Wednesday, June 2, 2010

Can You Revise Too Soon?

I’ve been departing from my method of novel-writing lately. With my second novel, I’ve been editing the first half—even though there’s a whole second half just waiting to be written. This is completely against the method I used to finish the first book, which included powering through a messy first draft with no time to edit. The question is: am I focusing my efforts wisely? Or am I stalling myself?

The thing is, the two books are in totally different places. For the first book, I had written three different versions over three years, all of which I scrapped and started again after about 100 words or so. I was totally shaky on my feet. And when I finally, after years of delete-rewrite lunacy, I settled on ONE draft, I was mired in doubt. The only way to move forward, for me, was to completely forget about doubt, accept that this draft wasn’t perfect and never would be, and keep going anyway. I had only one rule: The delete key was entirely off limits.

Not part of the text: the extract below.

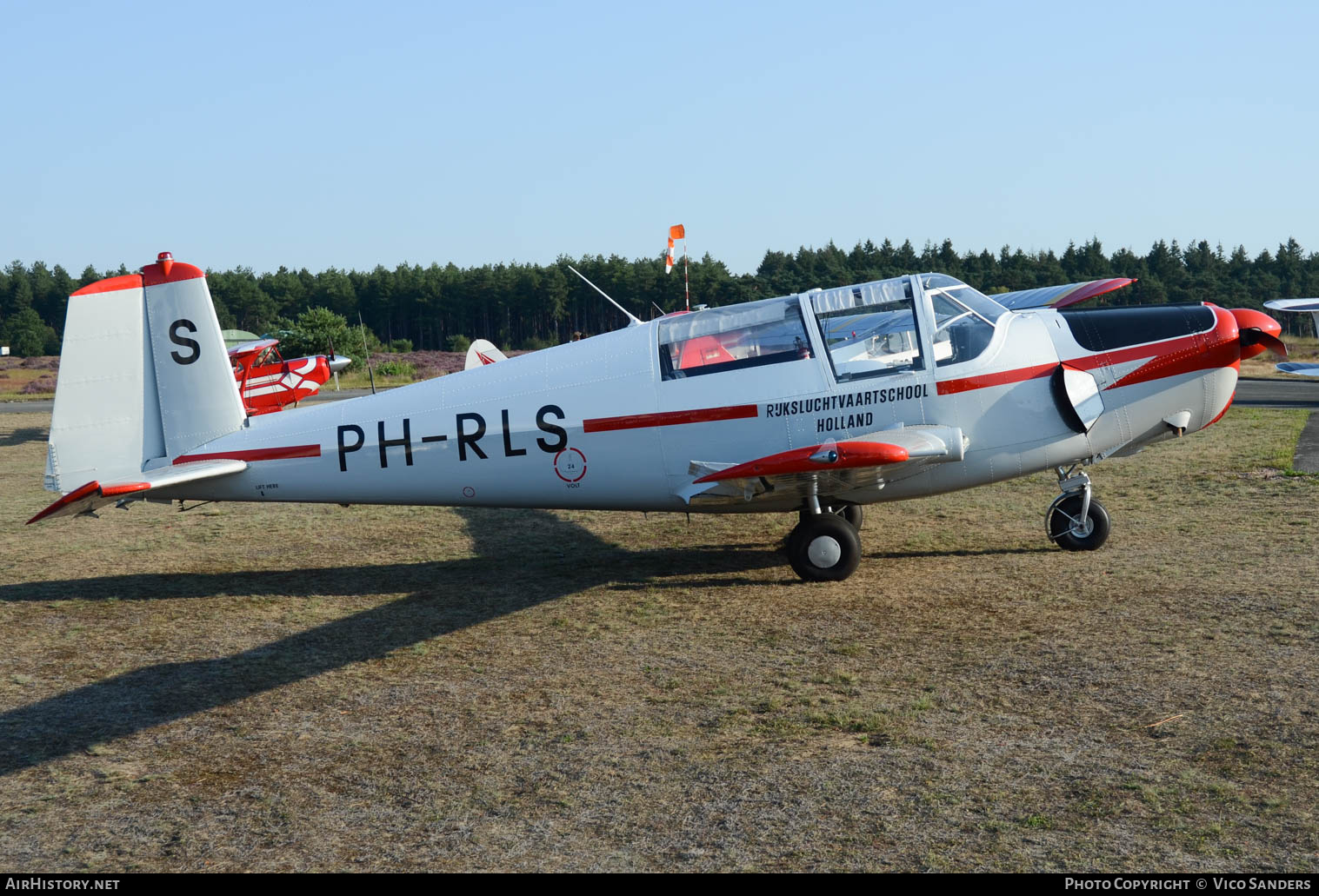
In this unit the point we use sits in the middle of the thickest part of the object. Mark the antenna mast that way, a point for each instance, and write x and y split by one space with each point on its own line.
633 321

This second book is different. While it’s not perfect, I pretty much have the plot established in my head—at least the first half. What I’m doing is refining it, not deleting and completely starting over again. I know I won’t achieve perfection. But I do see some problems that I’m thinking if I fix now, I’ll have less work to do on later drafts. So I’m revising—despite my instincts, which say I should just power through. I’m ignoring those this time—in the hope that I’ve learned enough to be able to revise safely and without derailing my entire process, even in the first-draft stage.

Hopefully things will go well. I’m toying with the idea of finishing the entire first half by this weekend. Not sure if I can make it, but….it’s worth a try.